La luz se tornó más brillante, y el golpeteo y las pisadas se volvieron insoportablemente ruidosos. Quienquiera que fuese llegó al cruce y se detuvo, enfocando con el farol por cada pasillo. Ryze se pegó todo lo que pudo a la pared del hueco, sin apenas atreverse a respirar. El corazón le martilleaba ahora tan estruendosamente que estaba seguro de que el recién llegado lo oiría. Si ese guardián se acercaba más por el pasillo, los vería enseguida.
Ryze abrió mucho los ojos cuando Grael, que evidentemente había llegado a la misma conclusión, sacó la hoz. El aprendiz le hizo señas con la mano, esbozando mudamente con los labios: «¡No!» y negando con la cabeza. Los ojos fríos y sin vida del sanguinario guardián se desviaron hacia él y acto seguido volvieron al cruce.
Matar a un miembro de la Hermandad no formaba parte del plan. Acababa de decidir que saldría de un salto, avisaría al extraño gritando y recibiría el castigo que le esperase cuando los golpecitos de madera contra la piedra empezaron otra vez. Asomándose ligerísimamente por el hueco, vio que el otro guardián, con la capucha de la túnica puesta, se alejaba tras decidir enfilar otro pasadizo. El golpeteo provenía de una vara alta con un farol encima que el hombre usaba para apoyarse como un bastón.
Permanecieron allí sin moverse y en silencio hasta que la silueta de Grael quedó totalmente envuelta en oscuridad. Incluso entonces siguieron inmóviles donde estaban, hasta que el golpeteo de la vara del guardián se hubo apagado. Solo entonces Grael volvió a encender el farol con una chispa de su piedra de afilar, y la hoz desapareció entre los pliegues de su túnica.
—Ibas a matar a ese hombre —susurró Ryze.

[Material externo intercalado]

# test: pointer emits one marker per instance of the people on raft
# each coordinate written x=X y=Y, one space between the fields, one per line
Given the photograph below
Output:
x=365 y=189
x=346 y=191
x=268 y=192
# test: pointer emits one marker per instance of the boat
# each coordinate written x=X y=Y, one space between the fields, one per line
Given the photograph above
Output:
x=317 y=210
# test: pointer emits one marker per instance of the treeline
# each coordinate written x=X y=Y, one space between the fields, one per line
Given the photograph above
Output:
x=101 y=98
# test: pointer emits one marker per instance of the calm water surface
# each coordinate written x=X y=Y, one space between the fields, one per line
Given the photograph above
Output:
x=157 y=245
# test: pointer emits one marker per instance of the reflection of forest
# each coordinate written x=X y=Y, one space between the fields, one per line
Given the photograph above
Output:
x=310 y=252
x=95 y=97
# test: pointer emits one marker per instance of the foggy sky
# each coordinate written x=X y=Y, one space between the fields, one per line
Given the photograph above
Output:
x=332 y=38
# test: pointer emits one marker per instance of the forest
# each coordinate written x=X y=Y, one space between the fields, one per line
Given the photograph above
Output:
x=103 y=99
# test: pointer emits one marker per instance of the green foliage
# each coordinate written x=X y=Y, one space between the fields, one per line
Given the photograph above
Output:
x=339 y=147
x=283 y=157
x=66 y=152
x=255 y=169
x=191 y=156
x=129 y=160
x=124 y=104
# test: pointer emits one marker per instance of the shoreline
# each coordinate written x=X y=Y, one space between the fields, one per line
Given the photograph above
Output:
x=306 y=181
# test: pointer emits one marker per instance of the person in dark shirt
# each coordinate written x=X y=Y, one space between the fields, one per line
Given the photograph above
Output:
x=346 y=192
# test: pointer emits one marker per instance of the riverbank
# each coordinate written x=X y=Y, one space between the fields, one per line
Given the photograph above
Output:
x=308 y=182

—No, íbamos a matarlo —lo corrigió Grael—. Tú y yo estamos juntos en esto.
La respuesta heló la sangre a Ryze. Ya sabía que Grael era peligroso, y extremadamente inestable, pero hasta ese momento no había considerado que era el cómplice de ese hombre y que, pasara lo que pasase allí abajo, él formaba parte de ello. Le dieron ganas de anular el plan, de abandonar aquella insensatez. Pero había visto el brillo asesino de los ojos de Grael. Él quería que el otro guardián acudiese en dirección a ellos. No había forma de que Ryze se saliese de esa sin darle a Grael lo que quería.
Y también estaba el asunto del libro, claro. Era la llave para liberar su poder. Tenía que ser suyo.
De modo que se tragó la inquietud y se adentró en el laberinto siguiendo al prefecto guardián Grael.